By Jonathan Wojcik
ENTRY 32: SKINAMARINK
HAPPY FRIDAY THE THIRTEENTH! I originally considered reviewing Skinamarink for December 2022's 31 day review feature, but there was just one problem: it technically wasn't out yet, and had only leaked to the internet following its film fest debut. I wouldn't have considered this a big deal for most feature films, but this one comes to us from a creator as independent from Hollywood as I am. The entire movie was made on a microbudget by Kyle Edward Ball, with mostly the same equipment and methods he already uses to make short youtube videos.
It's a testament to his eye for atmospheric storytelling that something so "simple" (at least on the surface) has now seen a wider theatrical release, distribution through Shudder, and countless reviews hailing it as one of (or the) scariest films of all time; a film some say has revolutionized the genre itself.
This is even more impressive for a movie consisting primarily of still shots in empty hallways.

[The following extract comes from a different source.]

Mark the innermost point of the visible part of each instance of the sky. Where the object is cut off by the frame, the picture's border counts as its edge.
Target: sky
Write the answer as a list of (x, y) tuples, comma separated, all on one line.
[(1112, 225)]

Skinamarink is about two little children: a four year old named Kevin and his six year old sister, Kaylee. At the beginning of the film, Kevin has a nasty fall down the stairs but recovers quickly at the hospital, as we learn when his father calls his wife to let her know of the incident. This is how we learn that the mother walked out on the family fairly recently, leaving the father to take care of the kids by himself. We will never learn what any of the characters really look like; they are only ever seen with their faces out of view when they're even seen at all, with the majority of dialog coming from entirely off-camera. It's a remarkable choice for any film, and adds a very great deal to Skinamarink's ominous, tense atmosphere.
The horror begins what seems to be the night after Kevin's accident, when he and his sister awaken to find themselves alone in their house. And not only is their father gone, but so are all the doors and windows; anywhere there should be an exit, they find only a blank wall. This is a chilling enough concept in itself, but it's especially distressing to watch through the eyes of two children that young. Too young to immediately appreciate the impossibility of it, merely questioning where these things went and when their father might come home as they pour bowls of cereal, play with legos, and put on their favorite tape of old public domain theatrical cartoons.

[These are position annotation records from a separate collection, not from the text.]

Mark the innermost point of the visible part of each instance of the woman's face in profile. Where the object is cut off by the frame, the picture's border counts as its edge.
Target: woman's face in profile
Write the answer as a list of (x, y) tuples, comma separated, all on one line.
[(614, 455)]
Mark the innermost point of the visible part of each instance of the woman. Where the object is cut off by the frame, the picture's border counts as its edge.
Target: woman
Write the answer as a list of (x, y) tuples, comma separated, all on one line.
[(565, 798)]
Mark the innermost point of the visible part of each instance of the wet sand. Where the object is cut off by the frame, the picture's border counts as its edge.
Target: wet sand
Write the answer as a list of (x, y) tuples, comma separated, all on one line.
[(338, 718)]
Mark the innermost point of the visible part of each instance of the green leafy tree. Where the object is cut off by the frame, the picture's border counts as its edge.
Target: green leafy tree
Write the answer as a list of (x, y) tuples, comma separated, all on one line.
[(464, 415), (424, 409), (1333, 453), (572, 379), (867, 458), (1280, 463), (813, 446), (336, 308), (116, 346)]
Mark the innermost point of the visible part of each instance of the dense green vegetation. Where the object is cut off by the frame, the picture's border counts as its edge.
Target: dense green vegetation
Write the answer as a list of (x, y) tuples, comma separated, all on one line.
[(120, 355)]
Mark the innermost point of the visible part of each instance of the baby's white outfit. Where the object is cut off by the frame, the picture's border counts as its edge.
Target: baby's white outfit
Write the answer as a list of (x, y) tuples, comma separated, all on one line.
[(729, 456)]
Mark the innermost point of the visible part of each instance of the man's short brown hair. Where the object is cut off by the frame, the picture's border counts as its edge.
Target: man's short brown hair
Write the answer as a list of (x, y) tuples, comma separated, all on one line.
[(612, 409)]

The kids go about their sad, nervous little day, still largely off-screen, speaking little as they let the VHS tape run on continuous loop. They're still trapped alone the next day, and there's a heartbreaking little moment when you can hear kevin using the telephone. We hear him dial three numbers at a time - indicating he remembers being taught "911" - but he gets no answer.
They're STILL alone the next day, and the next, and the next, though their food will never run low and their electricity will continue running...at least selectively. Lights do appear to shut off around the house wherever the kids aren't present, and something unseen even pulls their nightlight out of the wall. Later, the toilet is de-manifested, and we see that the poor kids replace it with nothing but a pail.

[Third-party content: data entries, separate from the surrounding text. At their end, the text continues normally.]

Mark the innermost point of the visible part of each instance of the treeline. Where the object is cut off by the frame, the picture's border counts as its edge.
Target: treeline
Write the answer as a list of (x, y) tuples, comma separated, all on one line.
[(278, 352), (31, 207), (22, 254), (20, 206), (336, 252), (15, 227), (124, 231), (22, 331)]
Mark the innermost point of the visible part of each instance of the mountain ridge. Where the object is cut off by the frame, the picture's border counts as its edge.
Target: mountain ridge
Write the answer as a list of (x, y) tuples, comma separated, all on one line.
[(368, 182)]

Select objects soon begin to defy gravity; one of Kaylee's dolls ends up clinging by its hair to the ceiling, and more toys, even furniture, will end up on the walls and ceilings as the film progresses. There remains little dialog but that of the television, faintly playing those same cartoons again and again as the confused kids repeat virtually the same day on a loop.
Eventually, they begin to hear a voice every now and then. Low and distorted, it usually commands them to leave or enter different rooms, to go down into the basement, to come upstairs or to go to sleep.
Kevin is eventually beckoned to his parent's room, and there he finds what appears to be his mother sitting on the bed in the dark, turned away from him. This sequence is all the more unsettling for how little actually happens; his "mother" asks him to look under the bed, but he finds nothing there. The figure then asks him to close his eyes, and when he finally opens them again, he's alone.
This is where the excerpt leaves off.